Woman Sentenced to 5 Years in Prison for Phishing Conviction
The Federal Bureau of Investigation arrested 26-year old Nichole Michelle Merzi from California, who was convicted of participating in a phishing scheme. As part of an official U.S.-Egyptian operation codenamed Operation Phish Phry, the woman has been identified as a member of a Los Angeles cyber-gang that caused more than $1 million in bank frauds.
The six-week trial for Nichole Michelle Merzi’s conviction found her guilty of bank and wire fraud conspiracy, identity theft, money laundering, and computer fraud.

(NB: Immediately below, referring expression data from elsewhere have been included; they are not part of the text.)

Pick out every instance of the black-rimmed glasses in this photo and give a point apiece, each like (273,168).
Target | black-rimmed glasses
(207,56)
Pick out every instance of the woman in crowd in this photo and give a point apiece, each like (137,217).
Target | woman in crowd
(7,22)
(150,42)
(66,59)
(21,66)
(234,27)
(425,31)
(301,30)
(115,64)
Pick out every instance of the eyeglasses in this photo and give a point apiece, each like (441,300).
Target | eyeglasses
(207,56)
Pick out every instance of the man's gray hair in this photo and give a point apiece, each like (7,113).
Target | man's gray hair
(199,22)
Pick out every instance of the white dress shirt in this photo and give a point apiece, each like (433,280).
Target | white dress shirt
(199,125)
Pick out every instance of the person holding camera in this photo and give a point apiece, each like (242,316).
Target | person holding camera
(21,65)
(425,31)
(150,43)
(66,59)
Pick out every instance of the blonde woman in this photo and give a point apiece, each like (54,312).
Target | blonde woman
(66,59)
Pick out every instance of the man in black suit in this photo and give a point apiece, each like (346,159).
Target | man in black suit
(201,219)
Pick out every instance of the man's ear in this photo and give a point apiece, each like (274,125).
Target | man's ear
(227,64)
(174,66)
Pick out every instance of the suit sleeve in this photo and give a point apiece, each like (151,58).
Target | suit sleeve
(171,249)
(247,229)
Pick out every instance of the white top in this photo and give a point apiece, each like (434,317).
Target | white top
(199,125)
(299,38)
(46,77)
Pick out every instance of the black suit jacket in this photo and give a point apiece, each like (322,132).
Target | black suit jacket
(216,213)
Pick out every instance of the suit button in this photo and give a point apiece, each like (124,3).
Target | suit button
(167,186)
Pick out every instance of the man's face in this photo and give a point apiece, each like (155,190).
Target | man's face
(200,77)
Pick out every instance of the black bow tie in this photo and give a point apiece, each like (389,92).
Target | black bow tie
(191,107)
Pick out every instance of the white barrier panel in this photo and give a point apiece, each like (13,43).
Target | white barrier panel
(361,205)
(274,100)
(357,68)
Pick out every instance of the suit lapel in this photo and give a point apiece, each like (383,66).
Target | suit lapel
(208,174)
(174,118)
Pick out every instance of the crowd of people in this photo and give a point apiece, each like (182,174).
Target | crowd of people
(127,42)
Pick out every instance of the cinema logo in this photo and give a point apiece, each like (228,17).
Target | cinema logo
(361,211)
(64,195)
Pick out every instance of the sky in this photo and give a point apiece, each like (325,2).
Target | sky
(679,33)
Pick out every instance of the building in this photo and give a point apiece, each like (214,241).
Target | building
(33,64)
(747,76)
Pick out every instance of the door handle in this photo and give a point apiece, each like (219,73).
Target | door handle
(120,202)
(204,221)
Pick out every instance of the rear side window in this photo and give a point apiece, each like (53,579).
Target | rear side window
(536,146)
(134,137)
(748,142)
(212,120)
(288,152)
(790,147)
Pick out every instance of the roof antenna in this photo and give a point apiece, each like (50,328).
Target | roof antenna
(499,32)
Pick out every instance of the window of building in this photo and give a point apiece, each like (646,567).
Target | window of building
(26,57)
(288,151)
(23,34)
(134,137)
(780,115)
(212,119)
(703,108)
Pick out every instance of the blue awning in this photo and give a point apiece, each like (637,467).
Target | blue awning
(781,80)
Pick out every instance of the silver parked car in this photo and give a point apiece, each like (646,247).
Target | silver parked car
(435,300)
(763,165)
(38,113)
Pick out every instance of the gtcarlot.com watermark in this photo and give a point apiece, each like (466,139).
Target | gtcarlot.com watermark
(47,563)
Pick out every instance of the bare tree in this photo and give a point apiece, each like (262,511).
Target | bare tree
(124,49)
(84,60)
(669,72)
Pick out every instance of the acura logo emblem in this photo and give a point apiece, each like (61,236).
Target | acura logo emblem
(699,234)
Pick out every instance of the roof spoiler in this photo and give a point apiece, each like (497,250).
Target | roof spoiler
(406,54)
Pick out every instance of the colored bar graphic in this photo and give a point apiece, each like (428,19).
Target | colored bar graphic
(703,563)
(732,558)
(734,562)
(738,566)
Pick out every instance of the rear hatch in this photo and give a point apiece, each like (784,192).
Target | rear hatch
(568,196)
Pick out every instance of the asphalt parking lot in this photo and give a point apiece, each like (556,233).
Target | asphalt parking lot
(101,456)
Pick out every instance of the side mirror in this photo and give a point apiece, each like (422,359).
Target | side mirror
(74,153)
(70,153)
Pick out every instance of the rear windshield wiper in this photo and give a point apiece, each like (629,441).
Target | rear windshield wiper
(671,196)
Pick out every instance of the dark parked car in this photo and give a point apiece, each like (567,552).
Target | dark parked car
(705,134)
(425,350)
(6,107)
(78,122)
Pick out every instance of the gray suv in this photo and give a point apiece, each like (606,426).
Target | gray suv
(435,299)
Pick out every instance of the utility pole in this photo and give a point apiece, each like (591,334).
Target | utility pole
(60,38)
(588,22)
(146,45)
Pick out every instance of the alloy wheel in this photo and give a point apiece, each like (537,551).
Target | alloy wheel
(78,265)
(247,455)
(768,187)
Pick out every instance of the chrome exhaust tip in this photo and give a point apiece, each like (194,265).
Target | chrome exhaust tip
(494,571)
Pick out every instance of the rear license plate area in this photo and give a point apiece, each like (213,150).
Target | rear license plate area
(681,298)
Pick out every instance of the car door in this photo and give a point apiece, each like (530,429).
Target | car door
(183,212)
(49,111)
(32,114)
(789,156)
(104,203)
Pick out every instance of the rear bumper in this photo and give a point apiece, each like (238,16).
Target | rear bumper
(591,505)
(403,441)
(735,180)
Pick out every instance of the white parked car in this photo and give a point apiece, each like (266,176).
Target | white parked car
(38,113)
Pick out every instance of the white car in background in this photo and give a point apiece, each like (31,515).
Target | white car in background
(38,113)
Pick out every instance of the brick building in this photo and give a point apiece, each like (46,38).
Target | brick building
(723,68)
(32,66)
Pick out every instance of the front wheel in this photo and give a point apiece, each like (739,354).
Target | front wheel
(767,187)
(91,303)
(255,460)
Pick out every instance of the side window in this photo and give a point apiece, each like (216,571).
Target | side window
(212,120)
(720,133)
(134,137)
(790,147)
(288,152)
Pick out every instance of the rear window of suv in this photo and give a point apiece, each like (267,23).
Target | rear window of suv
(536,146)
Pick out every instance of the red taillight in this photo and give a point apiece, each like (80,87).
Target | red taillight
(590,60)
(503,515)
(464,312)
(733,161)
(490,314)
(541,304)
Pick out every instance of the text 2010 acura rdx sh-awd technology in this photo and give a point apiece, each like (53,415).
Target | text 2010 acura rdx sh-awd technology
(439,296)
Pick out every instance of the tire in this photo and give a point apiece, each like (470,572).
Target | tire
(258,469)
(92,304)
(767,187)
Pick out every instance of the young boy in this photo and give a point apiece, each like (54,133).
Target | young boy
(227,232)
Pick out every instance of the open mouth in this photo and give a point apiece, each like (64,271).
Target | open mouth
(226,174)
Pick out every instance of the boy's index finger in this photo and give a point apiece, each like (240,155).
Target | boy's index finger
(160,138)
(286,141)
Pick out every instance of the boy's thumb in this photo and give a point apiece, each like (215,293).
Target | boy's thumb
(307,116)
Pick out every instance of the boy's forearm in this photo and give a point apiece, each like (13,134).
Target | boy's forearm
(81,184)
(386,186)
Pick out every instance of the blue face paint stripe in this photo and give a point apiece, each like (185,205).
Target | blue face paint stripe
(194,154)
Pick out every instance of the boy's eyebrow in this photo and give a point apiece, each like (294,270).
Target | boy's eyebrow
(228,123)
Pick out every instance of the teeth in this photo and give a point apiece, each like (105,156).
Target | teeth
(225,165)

The 5-year prison sentence is relatively small compared to the 13-year conviction that her boyfriend was charged with.
“This international phishing ring had a significant impact on two banks and caused huge headaches for hundreds, perhaps thousands, of bank customers,” said George S. Cardona, Acting United States Attorney at the time of the 2009 Operation Phish Phry. “Organized, international criminal rings can only be confronted by an organized response by law enforcement across international borders, which we have seen in this case.”
Along with Kenneth Joseph Lucas II, her boyfriend at the time, the gang operated in Egypt as well by wiring money to co-conspirators to avoid detection. With over 100 people involved in the criminal operation, Nichole Michelle Merzi is the latest in a long line of convictions that date back to 2009.
“The harm done by [Merzi]’s activities is undisputed,” according to the goverment’s sentencing memo. “Although BOA and Wells Fargo reimbursed the individual victims whose accounts were compromised, it is undeniable that the scheme affected a large number of victims,” given that the illegal phishing transfers “occurred in amounts around $1,000 at a time.”
International cyber-gangs that conduct phishing frauds often operate in large numbers and tracking down all co-conspirators can be time consuming. Thanks to joint efforts from multiple governments and officials these large hacking networks can be put to rest.